Second Sunday of Lent-
Two Questions and a Calling
When Mark (as well as the other writers) put his Gospel together, I am sure there was a rhyme and reason to it all. One thing follows the next, building and adding and giving depth. Here is an interesting series:
- Question One:
"Who do people say I am?" Mark 8:27Not a tough question. People were talking. Just listen to the gossip and figure it out. People say all kinds of things about him. People place him in all kinds of boxes. Do we? Which takes us to....
- Question Two:
"Who do you say I am?" Mark 8:29A little more difficult. This one means digging into our own souls and figuring out what we believe. But believing isn't the ending- it is but the beginning. Just because we "say" the "right" answer to the question, doesn't necessarily mean that we "get it" or even that we are willing to follow that insight to its proper conclusion.

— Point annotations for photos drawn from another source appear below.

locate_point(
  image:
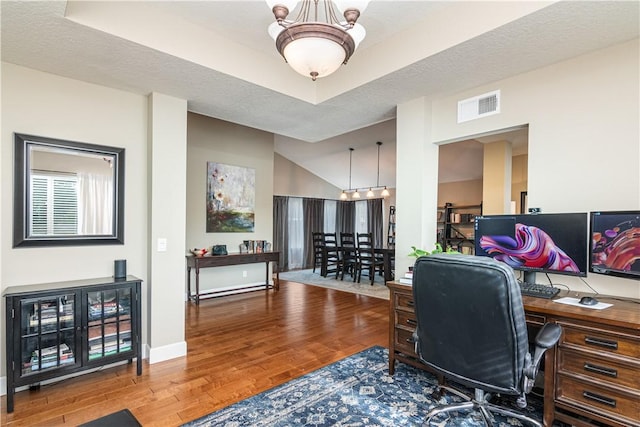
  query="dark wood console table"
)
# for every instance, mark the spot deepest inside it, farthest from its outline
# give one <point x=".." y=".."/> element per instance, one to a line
<point x="591" y="375"/>
<point x="226" y="260"/>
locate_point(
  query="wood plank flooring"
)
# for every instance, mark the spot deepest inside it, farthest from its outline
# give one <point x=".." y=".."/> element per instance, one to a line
<point x="237" y="345"/>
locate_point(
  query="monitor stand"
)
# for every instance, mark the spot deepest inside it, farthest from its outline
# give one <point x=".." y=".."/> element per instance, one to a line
<point x="529" y="277"/>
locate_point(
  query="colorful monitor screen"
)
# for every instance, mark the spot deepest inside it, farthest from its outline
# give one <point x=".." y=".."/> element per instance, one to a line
<point x="545" y="243"/>
<point x="615" y="243"/>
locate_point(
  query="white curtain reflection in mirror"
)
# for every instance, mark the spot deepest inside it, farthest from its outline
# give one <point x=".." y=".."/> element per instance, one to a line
<point x="95" y="204"/>
<point x="72" y="193"/>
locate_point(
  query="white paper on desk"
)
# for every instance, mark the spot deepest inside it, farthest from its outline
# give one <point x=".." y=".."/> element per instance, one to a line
<point x="576" y="302"/>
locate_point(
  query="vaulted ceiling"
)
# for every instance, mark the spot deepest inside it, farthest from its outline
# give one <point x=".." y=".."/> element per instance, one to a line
<point x="218" y="56"/>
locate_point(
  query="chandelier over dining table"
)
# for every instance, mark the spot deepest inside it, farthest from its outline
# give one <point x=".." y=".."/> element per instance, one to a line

Which happens to Peter. He steps back from his statement that Jesus is the Christ, the Son of God, to rebuke him as if he would know God's will better than Jesus does. He has a "power-based" understanding of who Jesus is. After all, if Jesus IS the Son of God, that is a pretty powerful position to be in. Naturally that power is to be used. Isn't it? So that leads Jesus to give...
- A Calling:
"If anyone would come after me, he must deny himself and take up his cross and follow me." Mark 8:34Now we're into discipleship! And this gets scary. As Sarah Dylan Breuer says in an article this week at The Witness Magazine:
As Christians, it still is the case that realizing the Cross' meaning has to involve us looking hard and talking honestly about power.The cross, as Sarah said in her article- and my pastor said in church this morning, is not an incovenience as we often think of it. Nor is it a pretty piece of jewelry- not to Jesus. WE have made it that over the centuries. Rather it is an instrument of state-sponsored torture and death. It is an ugly, demeaning, death-dealing exertion of power.
So to take UP the cross is to lay DOWN our power. It is to become truly powerless and know that in that step of laying DOWN power, we will be GIVEN a new power. Notice that the power is GIVEN, we don't TAKE it. When we stand powerless before the exertion of power we are standing in God's power. When we stand with those who are also powerless before the exertion of power, we are standing in God's community.
That I have a hunch is what discipleship is all about.